Introduction to Multiple Region Architecture

Reference URL: https://read.acloud.guru/why-and-how-do-we-build-a-multi-region-active-active-architecture-6d81acb7d208

In order to have a multi-region, active-active architecture across multiple geographical regions, several requirements have to be fulfilled:

  • Data replication between regions must be fast and reliable

  • You need to have the global network infrastructure to connect between the different regions.

  • Services should be stateless as much as possible. States should be shared between regions.

  • Applications should use regional resources and reduce synchronous cross-regional API calls.

  • DNS routing needs to be included in the architecture.

Consistency, Availability & Partition tolerance (CAP)

For a distributed system, the CAP theorem states that it is impossible to simultaneously guarantee more than two out of these three factors.

  • Consistency: Every read receives the most recent write or an error.

  • Availability: Every request receives a (non-error) response, without guarantee that it contains the most recent write.

  • Partition tolerance: The system continues to operate despite an arbitrary number of messages being dropped by the network between nodes.

The CAP theorem implies that, in the presence of a network partition, one has to choose between consistency and availability.

  • By using asynchronous replication, we can choose to give up consistency by design.

  • Asynchronous Replication decouples the primary node from its replicas at the expense of introducing replication lag or latency.

  • This results in Eventual Consistency, which results in replica convergence.

The Practical Approach

Now that we understand the CAP theorem for distributed systems, and bearing in mind that there are network latencies with replication across regions, we have two options for asynchronous replication:

  • Application level: Changes are propagated to other instances of the application residing in a different region. This would probably be most effective if done with a federated messaging broker. Rabbit MQ is one such broker that supports this for applications.

  • Database level: Here, we select a database that is good at this sort of thing - asynchronous database replication across regions.

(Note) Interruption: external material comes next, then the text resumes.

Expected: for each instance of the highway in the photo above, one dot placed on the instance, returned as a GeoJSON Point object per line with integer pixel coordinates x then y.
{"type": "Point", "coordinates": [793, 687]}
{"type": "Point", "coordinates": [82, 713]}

Since modern cloud-native applications are usually stateless, the data that usually changes is in the database. The preferred and practical approach would be to let the database handle this. That way, we don’t need to write extra code at the application level to handle asynchronous replication if we can avoid it.

If our application design can make use of simple technologies such as rsync for file replication to reduce the need for database level multi-region replication, always make use of these simple approaches first.